Le mouvement de mai 68 transforme profondément le mouvement féministe. L'une des grandes nouveautés est l'arrivée de la lutte contre la morale sexuelle répressive et pour le droit à l'avortement. La deuxième vague du féminisme est bel et bien arrivée en Suisse. En 1981, on inscrit l'égalité entre femmes et hommes est dans la Constitution. En 1991, la première Grève des femmes critiquera notamment le manque de mise en œuvre de cet article dans le droit civil, en politique et dans la société.[10]​​​​​​​ Parmi les effets à long terme de cette grève de masse, on compte la nouvelle visibilité du travail de care non rémunéré ou mal rémunéré, l'introduction de l'assurance-maternité, et un grand nombre de femmes émancipées qui n'hésitent pas à s'indigner contre la non-élection de Christiane Brunner au Conseil fédéral en 1993. La revendication de l'égalité salariale n'a toujours pas été satisfaite : c'est pourquoi elle est encore une des revendications centrales de la grève des femmes de 2019.[11]

Mouvements contemporains

Avec la Grève des femmes de 2019 et les activités liées à cette dernière, le mouvement féministe a aujourd'hui acquis un rôle important dans le discours politique hégémonique. Depuis fin 2018, la Grève du Climat joue, à travers sa lutte contre la catastrophe climatique, un rôle tout aussi crucial dans l'orientation du discours.
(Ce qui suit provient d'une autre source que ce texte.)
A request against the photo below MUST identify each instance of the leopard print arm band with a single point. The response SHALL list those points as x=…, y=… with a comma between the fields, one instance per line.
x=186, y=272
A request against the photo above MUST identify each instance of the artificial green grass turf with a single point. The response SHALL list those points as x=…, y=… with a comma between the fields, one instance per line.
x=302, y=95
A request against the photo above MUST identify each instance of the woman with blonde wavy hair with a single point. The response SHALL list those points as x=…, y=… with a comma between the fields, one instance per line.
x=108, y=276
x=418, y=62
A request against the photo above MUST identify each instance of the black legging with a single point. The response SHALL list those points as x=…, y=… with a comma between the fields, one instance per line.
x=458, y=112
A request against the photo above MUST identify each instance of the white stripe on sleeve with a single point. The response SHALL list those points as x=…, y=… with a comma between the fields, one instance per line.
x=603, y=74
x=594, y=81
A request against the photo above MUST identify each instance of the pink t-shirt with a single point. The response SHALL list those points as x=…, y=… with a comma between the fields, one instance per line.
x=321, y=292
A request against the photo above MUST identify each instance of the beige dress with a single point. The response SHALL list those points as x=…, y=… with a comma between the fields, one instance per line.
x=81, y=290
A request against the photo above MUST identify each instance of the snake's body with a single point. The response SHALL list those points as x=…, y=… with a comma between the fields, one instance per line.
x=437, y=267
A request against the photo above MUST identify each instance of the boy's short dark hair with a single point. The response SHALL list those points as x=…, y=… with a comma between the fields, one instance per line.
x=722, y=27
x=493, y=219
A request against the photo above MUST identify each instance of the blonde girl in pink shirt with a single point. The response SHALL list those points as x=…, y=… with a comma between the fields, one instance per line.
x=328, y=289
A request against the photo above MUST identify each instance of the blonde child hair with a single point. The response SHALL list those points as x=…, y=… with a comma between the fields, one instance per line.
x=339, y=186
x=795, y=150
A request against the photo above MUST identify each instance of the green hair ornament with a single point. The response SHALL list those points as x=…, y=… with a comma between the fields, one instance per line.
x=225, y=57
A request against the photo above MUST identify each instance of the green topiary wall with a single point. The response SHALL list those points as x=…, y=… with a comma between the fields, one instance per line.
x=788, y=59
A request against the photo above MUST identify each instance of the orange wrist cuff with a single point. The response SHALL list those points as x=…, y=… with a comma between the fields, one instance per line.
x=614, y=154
La Grève du Climat comme la Grève féministe s'inscrivent dans le cadre de mouvements globaux. Il en va de même pour le mouvement Black Lives Matter, qui se forme en Suisse durant l'été 2020, déclenché par les manifestations du même nom après que, dans un énième meurtre policier, la police tue l'afro-américain George Floyd aux États-Unis.

Conclusion intermédiaire

La JS Suisse et ses membres jouaient et continuent de jouer un rôle important en contribuant à façonner ces mouvements contemporains. Du savoir-faire, des heures de travail, des structures organisationnelles et du contenu théorique ont afflué dans ces mouvements depuis le début de leur existence, en particulier dans la Grève du Climat et la Grève féministe. Les impulsions de membres de la JS ont fortement contribué à ce que ces mouvements puissent à l'époque se développer avec une telle force. La JS a compris que les mouvements (de gauche) et la pression de la rue sur les institutions sont essentiels au maintien et au développement de la démocratie. Il est donc important de comprendre les contextes d'émergence et de développement des mouvements et d'adopter une position claire à leur égard. Pour ces raisons, la JS Suisse consacre aujourd’hui un papier de position aux mouvements sociaux et politiques.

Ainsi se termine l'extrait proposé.